O Projeto chama-se RISE e nasceu de uma ideia do seu primeiro grande mentor, o Professor Altamiro Costa-Pereira, Diretor da Faculdade de Medicina da Universidade do Porto. A Rede de Investigação em Saúde liga várias regiões do país e une a investigação científica e a clínica, tornando a translação nacional em algo materializado para o cidadão comum.
Projeto devidamente aprovado com o selo da Fundação para a Ciência e Tecnologia (FCT), o RISE tem como especial foco as ciências cardiovasculares, o cancro, as doenças inflamatórias e degenerativas.

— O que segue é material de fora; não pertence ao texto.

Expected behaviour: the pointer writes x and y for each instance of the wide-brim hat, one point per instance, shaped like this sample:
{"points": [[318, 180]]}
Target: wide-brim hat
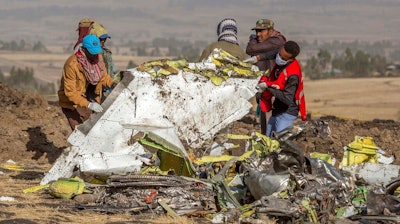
{"points": [[92, 44]]}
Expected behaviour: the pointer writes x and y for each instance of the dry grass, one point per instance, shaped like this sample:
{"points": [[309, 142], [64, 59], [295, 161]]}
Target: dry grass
{"points": [[361, 99]]}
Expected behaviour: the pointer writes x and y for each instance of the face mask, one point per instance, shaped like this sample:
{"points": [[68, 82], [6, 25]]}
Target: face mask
{"points": [[279, 61]]}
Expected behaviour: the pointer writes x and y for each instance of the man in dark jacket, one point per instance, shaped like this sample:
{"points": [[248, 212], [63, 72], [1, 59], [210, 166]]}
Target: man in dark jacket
{"points": [[264, 41]]}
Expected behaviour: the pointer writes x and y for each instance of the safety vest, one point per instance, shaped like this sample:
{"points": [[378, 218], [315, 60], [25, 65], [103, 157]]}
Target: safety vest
{"points": [[293, 69]]}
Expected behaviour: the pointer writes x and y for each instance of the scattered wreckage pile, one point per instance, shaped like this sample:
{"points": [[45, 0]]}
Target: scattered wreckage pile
{"points": [[158, 148]]}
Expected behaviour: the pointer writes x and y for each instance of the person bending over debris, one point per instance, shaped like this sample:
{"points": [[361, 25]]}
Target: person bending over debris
{"points": [[266, 39], [227, 40], [289, 100], [83, 77]]}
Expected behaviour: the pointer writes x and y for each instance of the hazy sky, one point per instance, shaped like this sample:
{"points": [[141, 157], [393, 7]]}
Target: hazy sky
{"points": [[343, 20]]}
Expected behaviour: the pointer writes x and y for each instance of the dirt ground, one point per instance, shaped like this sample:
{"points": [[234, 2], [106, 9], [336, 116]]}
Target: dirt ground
{"points": [[34, 132]]}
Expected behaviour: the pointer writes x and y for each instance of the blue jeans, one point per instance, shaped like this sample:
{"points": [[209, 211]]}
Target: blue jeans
{"points": [[280, 122]]}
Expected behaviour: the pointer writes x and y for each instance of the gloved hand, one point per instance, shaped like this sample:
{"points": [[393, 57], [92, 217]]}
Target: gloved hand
{"points": [[251, 60], [262, 85], [95, 107]]}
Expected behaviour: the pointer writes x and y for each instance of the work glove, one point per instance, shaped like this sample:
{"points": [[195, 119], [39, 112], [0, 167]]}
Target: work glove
{"points": [[262, 85], [95, 107], [251, 60]]}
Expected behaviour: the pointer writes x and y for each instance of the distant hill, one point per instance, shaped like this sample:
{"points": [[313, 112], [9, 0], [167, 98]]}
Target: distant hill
{"points": [[55, 22]]}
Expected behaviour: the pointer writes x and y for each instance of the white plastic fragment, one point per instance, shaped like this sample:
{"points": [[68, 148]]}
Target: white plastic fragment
{"points": [[182, 109]]}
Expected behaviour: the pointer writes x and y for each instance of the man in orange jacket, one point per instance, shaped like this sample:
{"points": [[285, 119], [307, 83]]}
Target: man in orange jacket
{"points": [[83, 78]]}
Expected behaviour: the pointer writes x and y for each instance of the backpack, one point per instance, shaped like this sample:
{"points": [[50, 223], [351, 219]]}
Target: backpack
{"points": [[84, 27]]}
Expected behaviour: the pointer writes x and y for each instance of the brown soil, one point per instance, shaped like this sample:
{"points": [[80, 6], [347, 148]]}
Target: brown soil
{"points": [[34, 132]]}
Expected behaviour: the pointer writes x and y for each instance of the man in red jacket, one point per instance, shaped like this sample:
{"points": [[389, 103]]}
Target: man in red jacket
{"points": [[289, 100]]}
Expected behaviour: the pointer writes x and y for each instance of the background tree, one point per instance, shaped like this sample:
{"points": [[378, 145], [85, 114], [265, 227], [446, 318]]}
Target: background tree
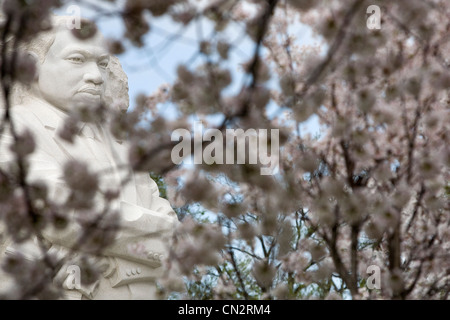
{"points": [[371, 189]]}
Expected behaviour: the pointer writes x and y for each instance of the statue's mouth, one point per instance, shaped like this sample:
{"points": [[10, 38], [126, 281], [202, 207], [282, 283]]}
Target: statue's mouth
{"points": [[91, 90]]}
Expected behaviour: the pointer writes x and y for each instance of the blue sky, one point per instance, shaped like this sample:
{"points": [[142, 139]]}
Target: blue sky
{"points": [[170, 44]]}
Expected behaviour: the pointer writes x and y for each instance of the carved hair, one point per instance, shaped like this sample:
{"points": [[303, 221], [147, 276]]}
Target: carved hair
{"points": [[116, 85]]}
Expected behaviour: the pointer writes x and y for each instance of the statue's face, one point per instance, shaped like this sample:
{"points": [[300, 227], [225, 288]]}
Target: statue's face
{"points": [[74, 71]]}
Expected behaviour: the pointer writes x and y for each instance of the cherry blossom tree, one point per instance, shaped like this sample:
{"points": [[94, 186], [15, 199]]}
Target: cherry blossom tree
{"points": [[358, 211]]}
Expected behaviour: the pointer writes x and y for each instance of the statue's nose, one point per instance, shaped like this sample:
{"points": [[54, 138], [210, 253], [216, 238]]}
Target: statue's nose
{"points": [[93, 74]]}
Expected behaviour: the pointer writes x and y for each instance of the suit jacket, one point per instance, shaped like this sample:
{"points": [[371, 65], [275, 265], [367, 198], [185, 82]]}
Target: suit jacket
{"points": [[147, 220]]}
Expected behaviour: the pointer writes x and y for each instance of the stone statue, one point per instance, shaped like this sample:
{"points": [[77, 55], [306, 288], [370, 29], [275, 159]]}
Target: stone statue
{"points": [[72, 71]]}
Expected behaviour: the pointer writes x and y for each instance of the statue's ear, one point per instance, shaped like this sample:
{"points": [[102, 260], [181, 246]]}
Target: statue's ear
{"points": [[34, 57]]}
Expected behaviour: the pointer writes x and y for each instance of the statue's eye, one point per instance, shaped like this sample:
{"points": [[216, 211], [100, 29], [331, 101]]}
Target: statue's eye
{"points": [[75, 59], [103, 64]]}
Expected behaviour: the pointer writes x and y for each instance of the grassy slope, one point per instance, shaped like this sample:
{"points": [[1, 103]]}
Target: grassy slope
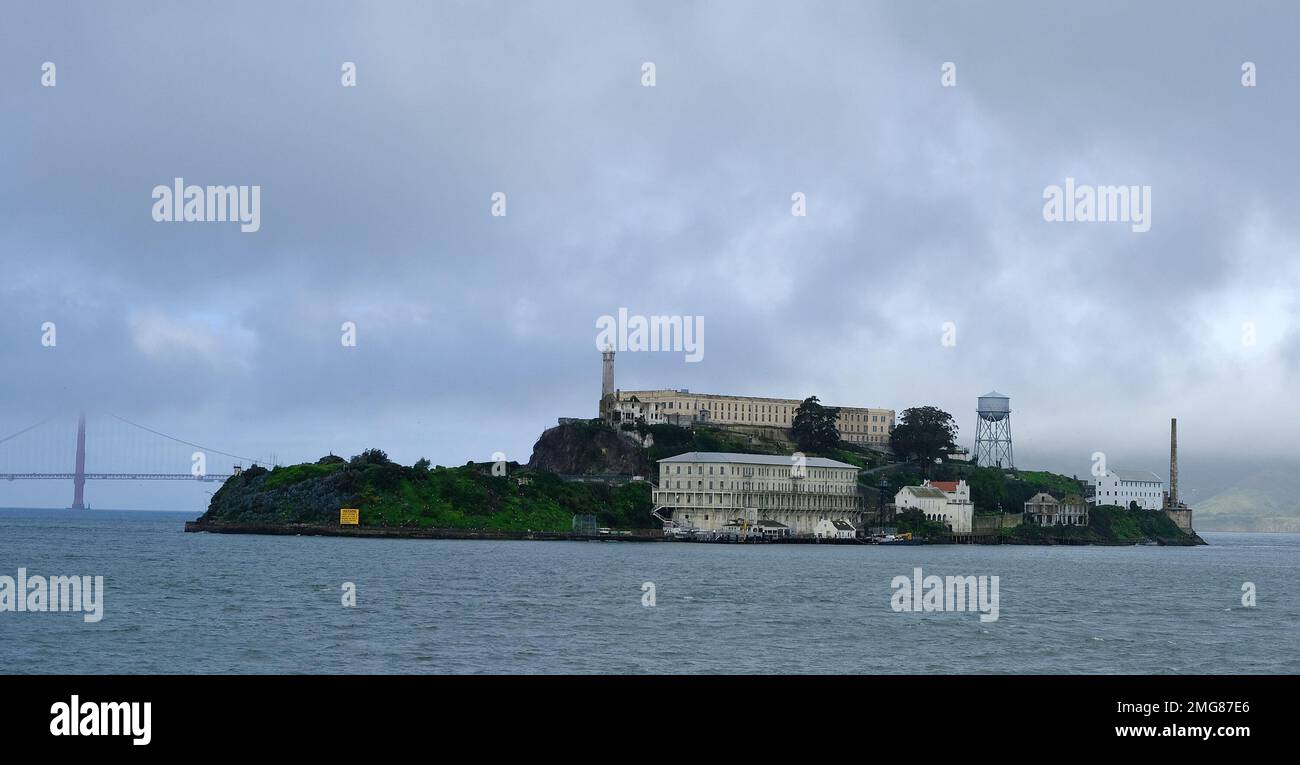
{"points": [[459, 497]]}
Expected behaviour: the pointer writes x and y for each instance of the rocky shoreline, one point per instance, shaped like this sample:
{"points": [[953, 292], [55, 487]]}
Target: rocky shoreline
{"points": [[414, 532]]}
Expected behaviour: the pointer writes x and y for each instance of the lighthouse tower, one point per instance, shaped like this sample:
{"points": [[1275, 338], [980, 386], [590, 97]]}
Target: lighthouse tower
{"points": [[607, 393]]}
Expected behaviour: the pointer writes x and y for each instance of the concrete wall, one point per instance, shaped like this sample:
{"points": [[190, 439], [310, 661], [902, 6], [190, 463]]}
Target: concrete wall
{"points": [[1183, 518]]}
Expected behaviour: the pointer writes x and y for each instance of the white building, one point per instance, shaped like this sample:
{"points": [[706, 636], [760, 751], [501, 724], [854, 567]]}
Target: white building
{"points": [[1121, 487], [839, 528], [705, 489], [1043, 509], [948, 502]]}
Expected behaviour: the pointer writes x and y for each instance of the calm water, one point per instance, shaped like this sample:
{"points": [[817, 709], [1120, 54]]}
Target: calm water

Quebrando os regionalismos, este Consórcio criou a ligação entre Porto e Lisboa, através de duas grandes escolas médicas, uma unidade hospitalar e quatro centros de investigação, somando ainda a participação de vários investigadores de diferentes pontos geográficos.
Maestro desta orquestra tão completa quanto nova, o Professor e Patologista da Faculdade de Medicina da Universidade do Porto, Fernando Schmitt foi a escolha de referência para assumir a Direção do Consórcio RISE. Investigador do CINTESIS, responsável pela Unidade de Patologia Molecular do IPATIMUP, foi Professor da Universidade de Toronto no Canadá e Diretor do Laboratório Nacional de Saúde do Luxemburgo e tem desenvolvido grande parte da sua investigação na área do cancro da mama, exercendo simultaneamente trabalho na investigação básica e na clínica. Os frutos de todo esse caminho refletem-se, por exemplo, nos mais de 450 artigos científicos publicados em revistas com peer review.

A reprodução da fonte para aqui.